Eingangs Siegen kämpften wir uns ca. 1 KM durch mannshohes Brennnessel- und Distelgestrüpp. Danach folgte ein 1 KM steiler Abstieg in die Stadt. Es war ein hässlicher Weg durch ein Industriegebiet bis zu unserem Hotel.


Im Hotel gab es eine interessante Sanitärinstallation zu bewundern.

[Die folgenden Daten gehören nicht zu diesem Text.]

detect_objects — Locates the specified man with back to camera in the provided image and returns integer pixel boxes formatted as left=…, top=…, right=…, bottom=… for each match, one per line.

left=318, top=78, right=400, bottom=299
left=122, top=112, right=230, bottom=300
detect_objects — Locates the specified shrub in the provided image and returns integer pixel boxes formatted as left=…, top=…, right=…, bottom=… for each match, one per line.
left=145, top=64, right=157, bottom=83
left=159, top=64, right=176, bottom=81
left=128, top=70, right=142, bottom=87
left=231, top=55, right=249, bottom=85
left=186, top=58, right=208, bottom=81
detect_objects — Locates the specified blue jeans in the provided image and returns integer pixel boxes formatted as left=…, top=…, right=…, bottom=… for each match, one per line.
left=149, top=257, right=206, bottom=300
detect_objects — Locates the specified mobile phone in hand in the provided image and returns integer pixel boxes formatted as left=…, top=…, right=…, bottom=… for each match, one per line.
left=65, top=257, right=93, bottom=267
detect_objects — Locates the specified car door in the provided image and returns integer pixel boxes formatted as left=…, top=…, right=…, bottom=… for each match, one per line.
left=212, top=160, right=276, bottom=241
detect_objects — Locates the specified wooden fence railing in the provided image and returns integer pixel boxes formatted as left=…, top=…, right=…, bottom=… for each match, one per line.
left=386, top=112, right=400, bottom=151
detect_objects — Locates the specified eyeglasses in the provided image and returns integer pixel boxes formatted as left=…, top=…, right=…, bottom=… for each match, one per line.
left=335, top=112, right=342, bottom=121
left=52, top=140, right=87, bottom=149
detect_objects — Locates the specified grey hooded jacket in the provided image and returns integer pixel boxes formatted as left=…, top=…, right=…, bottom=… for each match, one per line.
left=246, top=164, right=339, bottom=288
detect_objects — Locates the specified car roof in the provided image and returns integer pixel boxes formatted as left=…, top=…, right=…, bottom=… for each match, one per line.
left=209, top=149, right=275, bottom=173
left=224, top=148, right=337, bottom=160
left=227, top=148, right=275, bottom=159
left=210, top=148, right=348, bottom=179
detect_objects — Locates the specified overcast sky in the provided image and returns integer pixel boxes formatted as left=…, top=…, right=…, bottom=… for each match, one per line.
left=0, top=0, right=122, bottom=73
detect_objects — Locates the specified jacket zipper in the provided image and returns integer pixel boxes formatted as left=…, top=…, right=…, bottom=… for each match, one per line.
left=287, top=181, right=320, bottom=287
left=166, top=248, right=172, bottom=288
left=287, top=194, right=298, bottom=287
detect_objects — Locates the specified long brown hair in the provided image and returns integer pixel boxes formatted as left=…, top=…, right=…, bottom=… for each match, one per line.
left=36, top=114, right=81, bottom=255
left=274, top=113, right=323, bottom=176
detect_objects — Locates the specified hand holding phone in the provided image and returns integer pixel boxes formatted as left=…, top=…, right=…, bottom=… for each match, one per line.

Zum Abendessen gingen wir in die Fußgängerzone von Siegen. Hier fanden wir eine sehr gemütliche (Raucher)Kneipe. Wirtin Helga war eine ganz „handfeste“. Wir bekamen bei ihr ein hervorragendes Abendessen. Nach ein (oder auch zwei) Bier entdeckten wir, dass es bei ihr auch Frikadellen gab. Wir bestellen sie uns, Helge brachte uns eine, die sie durchgeschnitten hatte „das ist meine letzte, die geht aufs Haus“. Zu der Frikadelle konnte man „sie“ sagen.


17. 07. 2012
Siegen – Freudenberg


  
Die Martinskirche in Siegen war leider verschlossen. Nach der Eisenbahnanlage folgte ein gefühlt senkrechter Aufstieg aus dem Siegtal. Die Johanneskirche in Oberfischbach war leider auch verschlossen.
In der Nähe der Autobahnraststätte Siegerland machten wir unsere Mittagspause. In Freudenberg fanden wir im Landhaus Bräuer Unterkunft. Zum Abendessen gingen wir nochmal ins Dorf. Statt unseren Wanderschuhen trugen wir unsere Crocks und bekamen trotz Regen zu unserer Überraschung keine nassen Füße.
Auch heute begleitete uns Regen – Regen – Regen.




18. 07. 2013
Freudenberg – Friesenhagen



Wir haben bei Herrn Bräuer sehr gut geschlafen. Herr Bräuer verabschiedete uns mit den Worten: Euch habe ich gestern in Siegen gesehen. Ihr hattet Rucksäcke und Stöcke dabei, wenn die Ampel rot gewesen wäre, hätte ich euch zu mir eingeladen. So klein ist die Welt.

Bevor wir Freudenberg verliessen schauten wir uns kurz die Kirche an. Vor der Kirche trafen wir einen Herrn, der uns seine selbst gestalteten Eichenstöcke zeigte.  Nach Freudenberg folgte ein stetiger Anstieg bis Hohenhain. Ausgangs Friesenhagen kam uns Pilger Daniel aus Leverkusen entgegen. Er war in Richtung Marburg unterwegs.
 Hinter Hohenhain trafen wir auf die Kapelle zur schmerzhaften Mutter. Sie steht an einer alten Wegkreuzung zweier Reichsstraßen. Ein kurzes Stück weiter stand die Kapelle St. Anna oberhalb von Friesenhagen. Sie steht an einer alten Richtstätte an der im 17. Jhd. Hexenverbrennungen stattfanden. Die Kapelle wurde als sichtbares Zeichen, dass der Hexenwahn ein Ende hatte, errichtet.
An einem Gedenkkreuz mit herrlichem Blick auf Friesenhagen machten wir unsere Mittagspause.



Unsere diesjährige Pilgeretappe beendeten wir mit einer kurzen Andacht in der Pfarrkirche St. Sebastian in Friesenhagen. An einem Pfeiler war eine Schwalbe angebracht.
Vom Dorfplatz aus riefen wir ein Taxi, das uns nach Siegen zum Bahnhof brachte.